Recommendations for those running a practical laboratory skill-based training course

  • Keep the trainer to trainee ratio small to ensure optimal supervision.

  • A hybrid teaching model of a Hands-on group and Observer group is feasible and gives more participants the opportunity to learn about the cell culture techniques while allowing more tailored information to be delivered to those with and without prior cell culturing experience.

  • Dividing the practical laboratory sessions into short interactive sessions allows trainees enough time for questions and discussions improving knowledge and skills acquisition.

  • Providing a Laboratory Handbook containing protocols before the training course improves satisfaction and knowledge acquisition (Additional file 2).

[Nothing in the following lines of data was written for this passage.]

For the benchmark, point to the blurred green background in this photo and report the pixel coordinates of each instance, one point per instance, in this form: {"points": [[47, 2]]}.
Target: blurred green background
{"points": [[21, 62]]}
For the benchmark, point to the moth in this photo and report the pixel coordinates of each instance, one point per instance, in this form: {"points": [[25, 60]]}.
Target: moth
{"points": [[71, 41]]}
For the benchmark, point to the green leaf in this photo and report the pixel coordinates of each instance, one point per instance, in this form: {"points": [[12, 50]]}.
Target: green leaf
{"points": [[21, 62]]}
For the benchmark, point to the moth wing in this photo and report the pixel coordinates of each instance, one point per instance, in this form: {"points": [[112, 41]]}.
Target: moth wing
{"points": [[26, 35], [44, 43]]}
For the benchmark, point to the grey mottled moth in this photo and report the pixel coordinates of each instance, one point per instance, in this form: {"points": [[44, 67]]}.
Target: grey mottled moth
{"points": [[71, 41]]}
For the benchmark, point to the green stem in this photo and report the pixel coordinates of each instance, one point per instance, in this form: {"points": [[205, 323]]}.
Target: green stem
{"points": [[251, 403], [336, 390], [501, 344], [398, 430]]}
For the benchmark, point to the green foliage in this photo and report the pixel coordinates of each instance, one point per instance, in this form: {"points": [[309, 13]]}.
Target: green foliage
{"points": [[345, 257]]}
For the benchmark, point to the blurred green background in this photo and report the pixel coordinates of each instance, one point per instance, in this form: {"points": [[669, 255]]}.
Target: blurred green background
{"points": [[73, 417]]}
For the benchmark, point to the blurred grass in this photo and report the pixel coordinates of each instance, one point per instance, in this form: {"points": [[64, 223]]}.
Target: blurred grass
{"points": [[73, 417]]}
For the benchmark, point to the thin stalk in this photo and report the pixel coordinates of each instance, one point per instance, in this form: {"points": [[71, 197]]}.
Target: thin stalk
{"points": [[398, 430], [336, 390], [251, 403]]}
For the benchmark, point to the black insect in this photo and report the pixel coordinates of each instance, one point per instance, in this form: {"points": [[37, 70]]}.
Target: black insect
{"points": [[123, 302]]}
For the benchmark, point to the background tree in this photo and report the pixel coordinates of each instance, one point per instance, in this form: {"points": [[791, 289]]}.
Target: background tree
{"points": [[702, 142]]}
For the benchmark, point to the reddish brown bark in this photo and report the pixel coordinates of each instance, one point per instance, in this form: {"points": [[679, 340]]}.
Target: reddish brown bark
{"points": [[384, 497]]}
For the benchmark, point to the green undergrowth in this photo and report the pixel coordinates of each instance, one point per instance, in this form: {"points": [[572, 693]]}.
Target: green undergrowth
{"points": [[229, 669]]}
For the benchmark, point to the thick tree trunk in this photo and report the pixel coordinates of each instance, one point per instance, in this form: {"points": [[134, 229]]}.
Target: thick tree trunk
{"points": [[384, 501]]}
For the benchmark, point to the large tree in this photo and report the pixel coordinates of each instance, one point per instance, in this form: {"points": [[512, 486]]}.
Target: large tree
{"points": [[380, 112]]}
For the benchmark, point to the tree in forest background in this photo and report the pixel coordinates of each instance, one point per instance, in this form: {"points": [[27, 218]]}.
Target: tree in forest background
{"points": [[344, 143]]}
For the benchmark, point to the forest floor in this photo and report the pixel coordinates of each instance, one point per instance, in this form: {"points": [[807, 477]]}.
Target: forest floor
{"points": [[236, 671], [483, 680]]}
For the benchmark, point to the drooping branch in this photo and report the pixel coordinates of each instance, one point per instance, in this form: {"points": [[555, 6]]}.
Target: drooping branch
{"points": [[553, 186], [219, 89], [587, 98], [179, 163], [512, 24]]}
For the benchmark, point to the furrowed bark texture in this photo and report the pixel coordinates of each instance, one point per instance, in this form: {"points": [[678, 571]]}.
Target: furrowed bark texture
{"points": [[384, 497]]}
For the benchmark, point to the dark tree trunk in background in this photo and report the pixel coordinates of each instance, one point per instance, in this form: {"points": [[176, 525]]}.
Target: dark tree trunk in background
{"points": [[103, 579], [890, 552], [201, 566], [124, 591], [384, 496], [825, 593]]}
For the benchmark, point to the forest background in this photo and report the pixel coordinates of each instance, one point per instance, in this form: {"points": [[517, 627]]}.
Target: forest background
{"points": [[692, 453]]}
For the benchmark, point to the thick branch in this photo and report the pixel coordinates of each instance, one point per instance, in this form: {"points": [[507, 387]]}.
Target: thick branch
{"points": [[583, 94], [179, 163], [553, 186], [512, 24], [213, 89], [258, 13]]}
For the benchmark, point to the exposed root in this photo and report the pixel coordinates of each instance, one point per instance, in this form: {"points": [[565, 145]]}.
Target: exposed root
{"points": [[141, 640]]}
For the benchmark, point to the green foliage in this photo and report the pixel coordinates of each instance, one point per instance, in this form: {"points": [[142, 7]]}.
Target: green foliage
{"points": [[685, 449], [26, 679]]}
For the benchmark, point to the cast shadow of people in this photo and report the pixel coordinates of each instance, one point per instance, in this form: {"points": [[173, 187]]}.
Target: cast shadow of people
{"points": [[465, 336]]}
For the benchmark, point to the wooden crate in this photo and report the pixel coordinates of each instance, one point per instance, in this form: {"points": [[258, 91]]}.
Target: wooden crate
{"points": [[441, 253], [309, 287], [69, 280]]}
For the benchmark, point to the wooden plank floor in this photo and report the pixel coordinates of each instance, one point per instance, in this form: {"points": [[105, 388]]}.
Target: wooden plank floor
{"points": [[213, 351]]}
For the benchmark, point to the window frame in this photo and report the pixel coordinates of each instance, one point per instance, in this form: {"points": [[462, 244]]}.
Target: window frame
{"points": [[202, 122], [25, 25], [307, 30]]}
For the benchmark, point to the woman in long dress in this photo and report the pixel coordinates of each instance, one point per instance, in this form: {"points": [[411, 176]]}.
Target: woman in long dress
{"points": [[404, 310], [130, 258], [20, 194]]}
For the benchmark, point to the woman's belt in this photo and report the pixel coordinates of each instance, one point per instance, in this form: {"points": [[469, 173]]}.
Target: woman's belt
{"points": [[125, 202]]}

  • Delivering important background information in introductory lectures before the corresponding practical session supports trainees with less pre-existing knowledge of the subject.

Limitations

Several limitations to this study are important to highlight. While this study aims to investigate the immediate satisfaction and knowledge retention of the trainees after the training course it is possible that differences in knowledge improvement between the Hands-on and Observer groups is due to pre-existing knowledge in the more experienced, researcher predominant Hands-on group. The Hands-on group described themselves as having more general cell culture experience and self-identified as researchers rather than clinicians. However, only two participants in the Hands-on group report having specific iPSC culture experience. To further investigate the important medium and long-term effectiveness of the training course in terms of knowledge retention, implementation of iPSC disease modelling in home institutions and its outcomes on career progression, a follow-up questionnaire in 12 months’ time would be needed and is planned. Previously, Bertalan et al. [16] carried out a longitudinal study utilizing a follow-up questionnaire. This study illustrated the beneficial long-term impact of a training course model with almost 95% of the training course attendees still involved in the field [16]. It would be interesting to investigate if similar effects are observed in our training course model and whether the different groups show varied outcomes. Furthermore, assessing if future grants and collaborations were successful would require a longer-term study of outcomes which is also planned.

Conclusions

This study highlights the feasibility, effectiveness and high levels of trainee satisfaction delivered by our novel Hands-on and Observer group hybrid teaching method used at the COST training course in Dublin. Trainees of both groups retained a high degree of knowledge of iPSC characteristics and culturing techniques after the training course and the networking opportunities at the training course led to multiple successful scientific missions to host institutions across the ERA. Additionally, we have shown that the use of a hybrid model can have the dual effect of teaching a larger group of researchers while also providing an invaluable resource of video protocols, describing the techniques explored in the training course. We have shown that this new approach to teaching can advance the understanding of novel techniques and encourages the adoption of innovative methods such as iPSC-derived alveolar cells and macrophages to model rare lung diseases. This should lead to the establishment of new research networks and ultimately better treatments for patients.